“You’re going to be an exchange student!” I was seventeen and thrilled to hear I was approved to study in Germany. But it was only three months before my departure, and I had never taken a class in German.
The days that followed found me cramming—studying for hours and even writing words on my hands to memorize them.
Months later I was in a classroom in Germany, discouraged because I didn’t know more of the language. That day a teacher gave me wise advice. “Learning a language is like climbing a sand dune. Sometimes you feel like you’re not getting anywhere. But just keep going and you will.”
Sometimes I reflect on that insight when I consider what it means to grow as a follower of Jesus. The apostle Paul recalled, “I have learned the secret of being content in any and every situation.” Even for Paul, personal peace didn’t happen overnight. It was something he grew into. Paul shares the secret of his progress: “I can do all this through him who gives me strength” (Philippians 4:12–13).
Life has its challenges. But as we turn to the One who has “overcome the world” (John 16:33), we discover not only that He’s faithful to get us through but also that nothing matters more than closeness to Him. He gives us His peace, helps us to trust, and empowers us to go the distance as we walk with Him.
In what ways will you focus on Jesus today? How can you encourage others to draw near to Him?

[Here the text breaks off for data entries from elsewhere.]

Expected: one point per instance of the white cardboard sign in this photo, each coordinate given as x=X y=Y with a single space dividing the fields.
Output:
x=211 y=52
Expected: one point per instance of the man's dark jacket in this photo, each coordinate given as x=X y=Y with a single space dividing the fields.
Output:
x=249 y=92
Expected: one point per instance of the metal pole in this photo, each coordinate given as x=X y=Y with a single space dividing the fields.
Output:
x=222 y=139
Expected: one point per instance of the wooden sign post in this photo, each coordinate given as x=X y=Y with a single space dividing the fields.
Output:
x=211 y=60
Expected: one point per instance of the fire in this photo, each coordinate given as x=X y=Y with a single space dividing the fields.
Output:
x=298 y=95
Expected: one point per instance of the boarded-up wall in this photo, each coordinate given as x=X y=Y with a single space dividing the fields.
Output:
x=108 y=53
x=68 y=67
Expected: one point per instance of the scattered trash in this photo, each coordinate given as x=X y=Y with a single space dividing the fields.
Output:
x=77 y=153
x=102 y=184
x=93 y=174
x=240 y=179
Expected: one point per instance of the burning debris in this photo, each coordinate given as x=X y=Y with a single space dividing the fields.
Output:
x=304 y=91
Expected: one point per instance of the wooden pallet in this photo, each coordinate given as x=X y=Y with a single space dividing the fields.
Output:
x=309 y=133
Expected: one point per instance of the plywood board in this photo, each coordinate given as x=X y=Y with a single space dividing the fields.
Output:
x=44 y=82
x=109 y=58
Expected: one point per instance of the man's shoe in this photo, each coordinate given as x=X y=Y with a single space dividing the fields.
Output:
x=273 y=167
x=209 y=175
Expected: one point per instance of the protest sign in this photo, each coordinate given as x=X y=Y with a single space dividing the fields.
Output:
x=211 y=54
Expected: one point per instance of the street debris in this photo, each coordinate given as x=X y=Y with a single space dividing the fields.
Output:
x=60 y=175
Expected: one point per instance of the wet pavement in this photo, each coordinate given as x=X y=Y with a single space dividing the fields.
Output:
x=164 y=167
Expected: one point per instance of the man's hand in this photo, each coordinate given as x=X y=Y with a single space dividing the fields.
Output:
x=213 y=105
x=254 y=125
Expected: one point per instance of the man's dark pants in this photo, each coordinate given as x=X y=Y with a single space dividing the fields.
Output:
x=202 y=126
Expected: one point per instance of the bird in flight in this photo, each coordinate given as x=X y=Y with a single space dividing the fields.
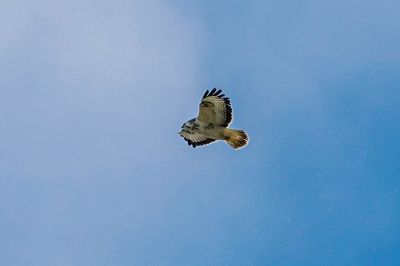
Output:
x=212 y=123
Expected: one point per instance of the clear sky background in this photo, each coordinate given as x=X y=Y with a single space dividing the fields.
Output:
x=93 y=94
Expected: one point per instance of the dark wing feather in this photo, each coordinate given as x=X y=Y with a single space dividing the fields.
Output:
x=215 y=108
x=196 y=139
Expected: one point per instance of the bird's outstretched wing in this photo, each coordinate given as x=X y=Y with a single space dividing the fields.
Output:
x=195 y=139
x=215 y=108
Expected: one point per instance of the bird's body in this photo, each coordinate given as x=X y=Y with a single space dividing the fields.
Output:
x=215 y=114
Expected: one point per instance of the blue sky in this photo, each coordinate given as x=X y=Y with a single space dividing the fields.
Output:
x=93 y=172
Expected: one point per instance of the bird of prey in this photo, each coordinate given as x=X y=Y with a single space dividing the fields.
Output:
x=212 y=123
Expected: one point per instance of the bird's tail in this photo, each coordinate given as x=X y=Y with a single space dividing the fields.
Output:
x=236 y=138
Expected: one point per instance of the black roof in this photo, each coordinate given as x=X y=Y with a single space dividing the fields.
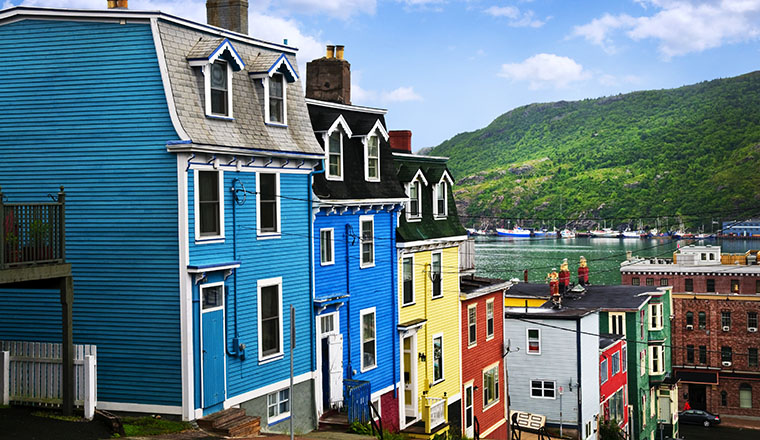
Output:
x=354 y=186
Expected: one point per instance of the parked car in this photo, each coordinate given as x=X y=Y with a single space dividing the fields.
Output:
x=698 y=417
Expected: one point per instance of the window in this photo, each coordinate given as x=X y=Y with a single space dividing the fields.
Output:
x=542 y=389
x=734 y=286
x=655 y=316
x=367 y=241
x=711 y=285
x=617 y=323
x=276 y=99
x=472 y=325
x=268 y=187
x=334 y=156
x=270 y=318
x=435 y=275
x=373 y=158
x=745 y=396
x=415 y=202
x=369 y=340
x=752 y=320
x=489 y=319
x=278 y=404
x=219 y=89
x=725 y=319
x=326 y=246
x=408 y=280
x=726 y=354
x=437 y=358
x=209 y=223
x=534 y=341
x=490 y=385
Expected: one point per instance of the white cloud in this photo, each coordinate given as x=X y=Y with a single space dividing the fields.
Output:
x=680 y=26
x=545 y=70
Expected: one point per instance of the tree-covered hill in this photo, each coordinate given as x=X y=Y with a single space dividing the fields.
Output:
x=642 y=155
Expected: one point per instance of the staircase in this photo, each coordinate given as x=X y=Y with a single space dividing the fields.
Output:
x=231 y=422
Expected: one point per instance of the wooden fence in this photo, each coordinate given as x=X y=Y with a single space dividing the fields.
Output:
x=31 y=373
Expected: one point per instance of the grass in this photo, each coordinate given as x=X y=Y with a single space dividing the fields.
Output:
x=145 y=426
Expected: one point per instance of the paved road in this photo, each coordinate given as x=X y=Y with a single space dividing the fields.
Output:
x=697 y=432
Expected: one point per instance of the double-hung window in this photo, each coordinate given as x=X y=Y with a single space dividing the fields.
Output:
x=367 y=226
x=490 y=385
x=270 y=318
x=407 y=263
x=472 y=325
x=435 y=275
x=369 y=339
x=209 y=206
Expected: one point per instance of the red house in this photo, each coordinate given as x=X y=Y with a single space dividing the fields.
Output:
x=484 y=377
x=613 y=382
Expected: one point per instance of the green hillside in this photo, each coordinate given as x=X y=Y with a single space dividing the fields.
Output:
x=695 y=149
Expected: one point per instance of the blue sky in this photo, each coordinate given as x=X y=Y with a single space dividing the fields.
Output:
x=441 y=67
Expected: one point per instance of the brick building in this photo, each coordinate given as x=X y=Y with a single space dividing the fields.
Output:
x=716 y=305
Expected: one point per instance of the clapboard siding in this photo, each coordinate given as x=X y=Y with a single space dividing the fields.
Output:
x=84 y=107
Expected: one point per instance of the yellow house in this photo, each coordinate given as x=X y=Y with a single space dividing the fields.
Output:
x=428 y=238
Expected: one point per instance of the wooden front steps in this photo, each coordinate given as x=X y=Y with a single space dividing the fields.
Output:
x=231 y=422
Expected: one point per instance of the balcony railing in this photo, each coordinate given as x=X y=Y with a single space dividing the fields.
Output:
x=32 y=233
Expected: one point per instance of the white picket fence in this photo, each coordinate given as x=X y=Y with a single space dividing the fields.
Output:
x=31 y=373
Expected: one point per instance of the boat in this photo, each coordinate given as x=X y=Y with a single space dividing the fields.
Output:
x=516 y=232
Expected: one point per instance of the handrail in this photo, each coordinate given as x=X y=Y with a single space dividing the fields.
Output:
x=375 y=424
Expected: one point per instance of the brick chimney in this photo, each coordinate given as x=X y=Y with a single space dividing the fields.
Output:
x=329 y=78
x=401 y=141
x=228 y=14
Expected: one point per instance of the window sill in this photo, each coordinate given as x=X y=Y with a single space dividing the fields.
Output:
x=271 y=358
x=221 y=117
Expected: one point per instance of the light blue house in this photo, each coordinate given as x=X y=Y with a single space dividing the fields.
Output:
x=357 y=200
x=187 y=154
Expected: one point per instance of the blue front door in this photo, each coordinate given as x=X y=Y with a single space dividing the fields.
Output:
x=212 y=334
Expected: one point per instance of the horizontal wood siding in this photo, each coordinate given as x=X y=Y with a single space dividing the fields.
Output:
x=83 y=106
x=286 y=257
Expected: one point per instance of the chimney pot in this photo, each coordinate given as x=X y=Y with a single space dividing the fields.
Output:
x=401 y=140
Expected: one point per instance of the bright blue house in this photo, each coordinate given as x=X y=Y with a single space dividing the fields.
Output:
x=357 y=200
x=187 y=155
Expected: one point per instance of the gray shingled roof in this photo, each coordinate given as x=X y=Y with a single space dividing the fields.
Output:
x=248 y=130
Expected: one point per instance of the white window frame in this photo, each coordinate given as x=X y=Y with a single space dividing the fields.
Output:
x=260 y=284
x=474 y=323
x=527 y=341
x=362 y=220
x=493 y=368
x=362 y=314
x=206 y=239
x=443 y=357
x=280 y=416
x=403 y=257
x=331 y=245
x=206 y=68
x=267 y=116
x=490 y=303
x=278 y=203
x=543 y=388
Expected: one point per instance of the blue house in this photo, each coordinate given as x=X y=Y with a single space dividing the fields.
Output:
x=357 y=200
x=187 y=155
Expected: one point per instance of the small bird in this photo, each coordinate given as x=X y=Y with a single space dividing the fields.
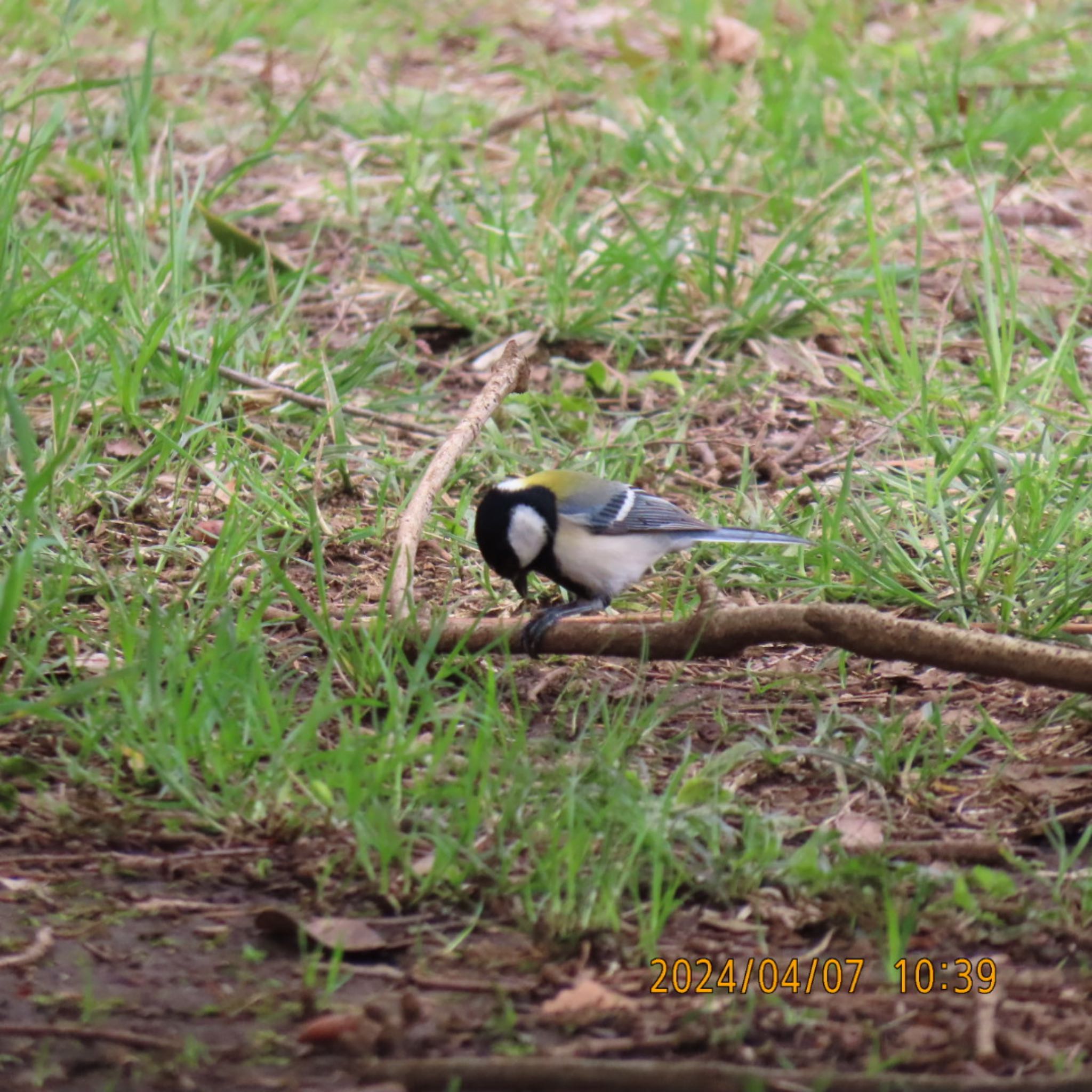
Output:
x=592 y=536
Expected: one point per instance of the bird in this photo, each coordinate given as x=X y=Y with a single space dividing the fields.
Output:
x=592 y=536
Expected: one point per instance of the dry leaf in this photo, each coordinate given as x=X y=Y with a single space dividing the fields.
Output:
x=124 y=448
x=92 y=663
x=858 y=832
x=587 y=997
x=208 y=531
x=346 y=1031
x=43 y=942
x=350 y=935
x=734 y=42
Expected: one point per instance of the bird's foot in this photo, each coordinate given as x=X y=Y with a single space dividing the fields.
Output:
x=542 y=624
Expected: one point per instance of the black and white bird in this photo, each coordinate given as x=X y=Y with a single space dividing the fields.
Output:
x=592 y=536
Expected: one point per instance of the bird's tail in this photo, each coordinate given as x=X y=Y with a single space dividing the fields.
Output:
x=743 y=535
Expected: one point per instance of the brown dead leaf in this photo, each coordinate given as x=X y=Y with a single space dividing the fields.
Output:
x=350 y=935
x=346 y=1031
x=588 y=997
x=734 y=42
x=208 y=531
x=124 y=448
x=92 y=663
x=43 y=942
x=857 y=831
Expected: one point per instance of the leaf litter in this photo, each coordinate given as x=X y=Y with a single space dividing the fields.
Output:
x=150 y=924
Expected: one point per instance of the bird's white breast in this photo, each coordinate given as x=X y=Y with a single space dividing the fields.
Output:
x=607 y=564
x=527 y=533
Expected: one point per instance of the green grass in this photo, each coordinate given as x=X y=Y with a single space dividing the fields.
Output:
x=798 y=197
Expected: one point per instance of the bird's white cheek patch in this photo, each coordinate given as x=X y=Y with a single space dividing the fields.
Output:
x=527 y=533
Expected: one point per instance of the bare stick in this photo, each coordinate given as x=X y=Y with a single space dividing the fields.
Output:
x=291 y=395
x=596 y=1075
x=511 y=374
x=43 y=942
x=726 y=631
x=884 y=637
x=118 y=1035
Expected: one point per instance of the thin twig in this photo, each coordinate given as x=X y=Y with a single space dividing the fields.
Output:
x=291 y=395
x=597 y=1075
x=91 y=1034
x=568 y=101
x=43 y=942
x=510 y=375
x=726 y=631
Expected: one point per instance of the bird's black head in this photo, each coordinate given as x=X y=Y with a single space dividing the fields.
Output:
x=513 y=526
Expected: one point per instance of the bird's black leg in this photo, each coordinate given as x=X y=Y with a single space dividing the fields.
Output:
x=539 y=626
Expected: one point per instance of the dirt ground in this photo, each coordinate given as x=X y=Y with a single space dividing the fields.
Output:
x=149 y=959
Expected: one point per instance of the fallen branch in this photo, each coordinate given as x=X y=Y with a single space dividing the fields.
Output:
x=725 y=631
x=291 y=395
x=885 y=637
x=511 y=374
x=118 y=1035
x=596 y=1075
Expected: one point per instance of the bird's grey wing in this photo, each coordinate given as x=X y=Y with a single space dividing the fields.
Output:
x=627 y=511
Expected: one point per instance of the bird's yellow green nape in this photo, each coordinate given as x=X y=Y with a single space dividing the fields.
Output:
x=592 y=536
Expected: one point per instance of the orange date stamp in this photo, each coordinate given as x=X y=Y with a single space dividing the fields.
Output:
x=757 y=975
x=816 y=975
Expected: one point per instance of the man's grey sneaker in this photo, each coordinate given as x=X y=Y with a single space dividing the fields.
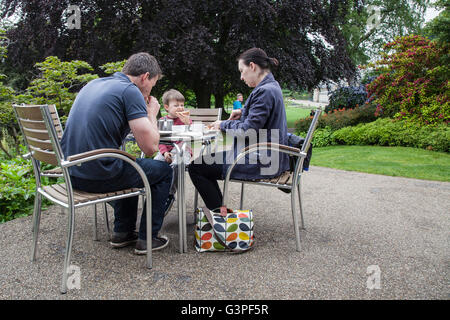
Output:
x=123 y=239
x=158 y=243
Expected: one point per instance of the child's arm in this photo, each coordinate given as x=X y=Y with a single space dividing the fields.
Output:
x=163 y=148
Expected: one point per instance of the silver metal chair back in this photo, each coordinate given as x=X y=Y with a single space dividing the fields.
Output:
x=287 y=180
x=37 y=124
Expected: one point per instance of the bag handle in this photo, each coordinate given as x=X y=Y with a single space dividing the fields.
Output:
x=211 y=221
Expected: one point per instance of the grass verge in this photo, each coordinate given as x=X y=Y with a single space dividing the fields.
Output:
x=391 y=161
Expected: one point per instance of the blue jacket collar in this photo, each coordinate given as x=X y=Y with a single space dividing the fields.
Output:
x=267 y=79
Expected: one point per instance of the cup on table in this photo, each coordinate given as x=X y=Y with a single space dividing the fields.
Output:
x=197 y=127
x=179 y=128
x=165 y=124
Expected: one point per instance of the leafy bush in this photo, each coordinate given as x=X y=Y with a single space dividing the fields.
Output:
x=340 y=118
x=57 y=83
x=347 y=97
x=322 y=137
x=386 y=132
x=17 y=189
x=414 y=83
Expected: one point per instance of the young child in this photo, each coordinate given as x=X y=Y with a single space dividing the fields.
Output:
x=173 y=102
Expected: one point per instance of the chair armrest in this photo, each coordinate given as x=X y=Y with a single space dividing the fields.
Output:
x=87 y=154
x=258 y=146
x=272 y=146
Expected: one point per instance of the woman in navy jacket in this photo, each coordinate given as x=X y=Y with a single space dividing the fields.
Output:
x=262 y=119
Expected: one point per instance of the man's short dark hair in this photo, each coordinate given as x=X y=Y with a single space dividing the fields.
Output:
x=140 y=63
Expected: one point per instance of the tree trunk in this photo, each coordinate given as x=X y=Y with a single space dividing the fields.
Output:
x=203 y=96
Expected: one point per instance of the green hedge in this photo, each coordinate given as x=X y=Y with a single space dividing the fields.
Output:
x=340 y=118
x=17 y=189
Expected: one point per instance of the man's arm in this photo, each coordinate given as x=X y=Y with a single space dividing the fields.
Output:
x=145 y=130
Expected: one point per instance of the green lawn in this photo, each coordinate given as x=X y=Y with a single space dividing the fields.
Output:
x=293 y=114
x=391 y=161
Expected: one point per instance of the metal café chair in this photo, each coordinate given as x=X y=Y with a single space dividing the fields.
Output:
x=41 y=138
x=288 y=180
x=57 y=172
x=206 y=116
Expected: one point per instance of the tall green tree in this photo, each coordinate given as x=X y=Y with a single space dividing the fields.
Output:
x=196 y=42
x=439 y=28
x=370 y=24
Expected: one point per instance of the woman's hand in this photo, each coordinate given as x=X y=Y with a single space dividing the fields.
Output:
x=235 y=115
x=215 y=125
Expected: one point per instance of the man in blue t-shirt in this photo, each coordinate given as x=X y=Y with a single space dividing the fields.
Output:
x=102 y=115
x=238 y=103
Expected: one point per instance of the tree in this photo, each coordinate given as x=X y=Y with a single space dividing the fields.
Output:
x=57 y=83
x=414 y=85
x=372 y=23
x=439 y=28
x=196 y=42
x=7 y=118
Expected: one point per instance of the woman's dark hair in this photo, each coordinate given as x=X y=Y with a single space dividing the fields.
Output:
x=259 y=57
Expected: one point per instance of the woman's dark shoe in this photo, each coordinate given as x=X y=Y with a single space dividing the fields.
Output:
x=123 y=239
x=158 y=243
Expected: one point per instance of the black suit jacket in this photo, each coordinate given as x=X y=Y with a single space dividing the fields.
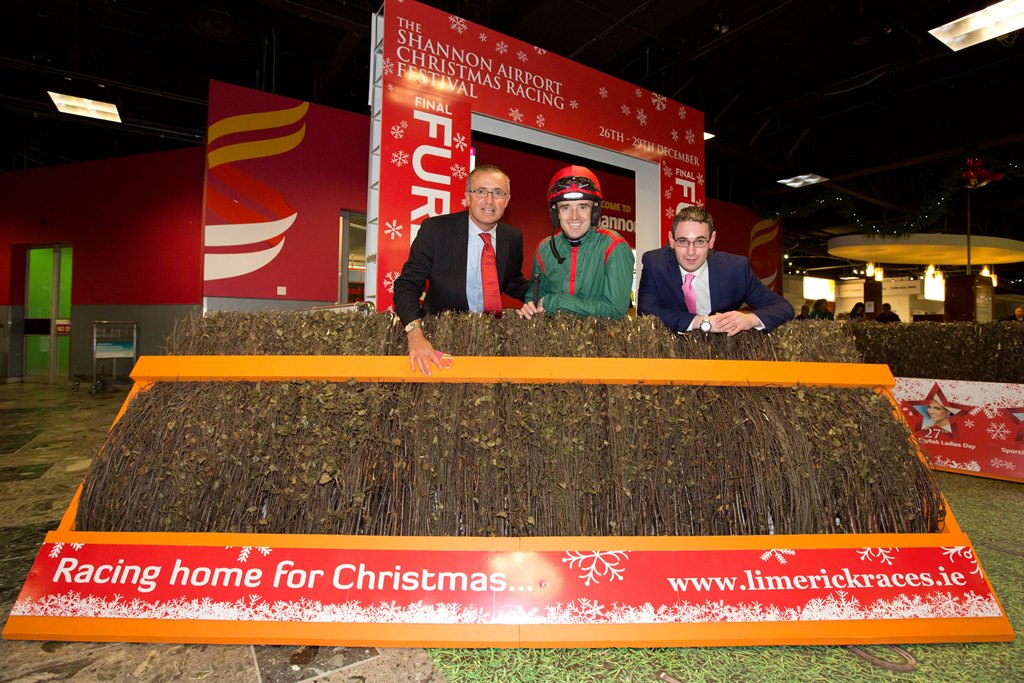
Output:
x=732 y=284
x=438 y=255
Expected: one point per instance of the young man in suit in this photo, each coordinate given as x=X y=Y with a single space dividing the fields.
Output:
x=469 y=258
x=691 y=287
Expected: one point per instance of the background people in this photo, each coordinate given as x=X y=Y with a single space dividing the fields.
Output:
x=689 y=286
x=583 y=269
x=819 y=311
x=887 y=314
x=451 y=254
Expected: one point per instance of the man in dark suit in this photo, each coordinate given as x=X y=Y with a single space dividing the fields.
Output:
x=691 y=287
x=448 y=252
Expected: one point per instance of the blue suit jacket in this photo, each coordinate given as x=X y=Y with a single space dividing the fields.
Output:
x=438 y=255
x=732 y=285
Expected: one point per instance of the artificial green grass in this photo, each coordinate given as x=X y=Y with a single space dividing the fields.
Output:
x=991 y=513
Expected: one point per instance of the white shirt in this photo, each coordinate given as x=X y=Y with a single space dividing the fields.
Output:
x=701 y=288
x=474 y=281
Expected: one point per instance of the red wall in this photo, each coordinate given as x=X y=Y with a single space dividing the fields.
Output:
x=133 y=223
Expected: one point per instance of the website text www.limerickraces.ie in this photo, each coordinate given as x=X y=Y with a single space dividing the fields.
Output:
x=843 y=580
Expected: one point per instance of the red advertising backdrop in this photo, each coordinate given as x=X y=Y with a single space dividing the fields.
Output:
x=969 y=427
x=275 y=173
x=359 y=585
x=438 y=70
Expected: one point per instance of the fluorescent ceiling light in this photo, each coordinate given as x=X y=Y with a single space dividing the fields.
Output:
x=82 y=107
x=992 y=22
x=803 y=180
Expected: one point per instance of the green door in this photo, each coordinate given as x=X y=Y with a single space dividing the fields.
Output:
x=47 y=313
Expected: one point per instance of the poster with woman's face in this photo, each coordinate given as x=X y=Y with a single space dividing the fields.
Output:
x=967 y=427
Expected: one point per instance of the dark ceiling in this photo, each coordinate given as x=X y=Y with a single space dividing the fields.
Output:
x=855 y=91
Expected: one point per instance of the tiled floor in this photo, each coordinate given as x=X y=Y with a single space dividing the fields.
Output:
x=48 y=435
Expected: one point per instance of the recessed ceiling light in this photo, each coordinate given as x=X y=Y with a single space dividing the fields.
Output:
x=803 y=180
x=992 y=22
x=87 y=108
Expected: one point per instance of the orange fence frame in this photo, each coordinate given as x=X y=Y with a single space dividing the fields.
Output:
x=151 y=370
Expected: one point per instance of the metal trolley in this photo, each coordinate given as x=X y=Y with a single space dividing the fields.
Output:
x=113 y=339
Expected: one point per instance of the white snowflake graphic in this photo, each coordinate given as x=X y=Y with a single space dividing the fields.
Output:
x=597 y=563
x=884 y=555
x=389 y=281
x=458 y=25
x=777 y=554
x=997 y=431
x=838 y=605
x=399 y=158
x=965 y=552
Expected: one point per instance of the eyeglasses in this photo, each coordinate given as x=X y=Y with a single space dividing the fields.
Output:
x=699 y=243
x=480 y=193
x=583 y=207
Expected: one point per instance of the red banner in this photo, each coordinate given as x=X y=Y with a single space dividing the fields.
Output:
x=482 y=587
x=438 y=70
x=968 y=427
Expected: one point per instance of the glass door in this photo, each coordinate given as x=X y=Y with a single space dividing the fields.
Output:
x=47 y=313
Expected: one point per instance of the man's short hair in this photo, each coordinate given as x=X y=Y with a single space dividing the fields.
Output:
x=696 y=214
x=486 y=168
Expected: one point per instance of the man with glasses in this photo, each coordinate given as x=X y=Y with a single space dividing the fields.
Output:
x=469 y=258
x=690 y=286
x=583 y=269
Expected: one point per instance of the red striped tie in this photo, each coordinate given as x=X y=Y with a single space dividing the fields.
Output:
x=488 y=271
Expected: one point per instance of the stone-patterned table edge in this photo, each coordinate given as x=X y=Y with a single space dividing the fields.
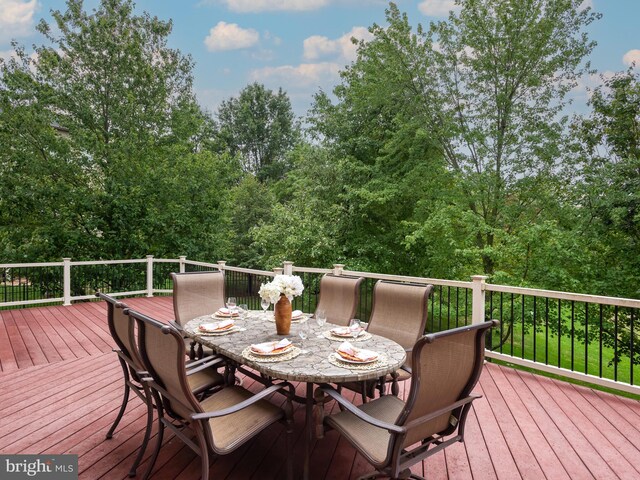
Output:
x=312 y=367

In Philippians 4:7–19, Paul describes a paradox. On the one hand, he lived each day with peace and a sense of having “enough,” confident that God would give exactly what was needed (v. 11). On the other hand, Paul describes believers’ complete dependence on God and others and urges them to honestly name and prayerfully lift up their needs (vv. 7, 9, 19). The apostle also alludes to a further paradox: despite having all we need in God, His abundance and peace is best experienced in community, with fellow believers who share in each other’s joy and sorrows. Despite maintaining that he was not “in need” (v. 11), Paul was profoundly grateful for other believers’ willingness to share in his struggles (vv. 10, 14). Elsewhere he elaborates on these ideas by describing the believing community as an interdependent body where each person is needed (1 Corinthians 12:12–27).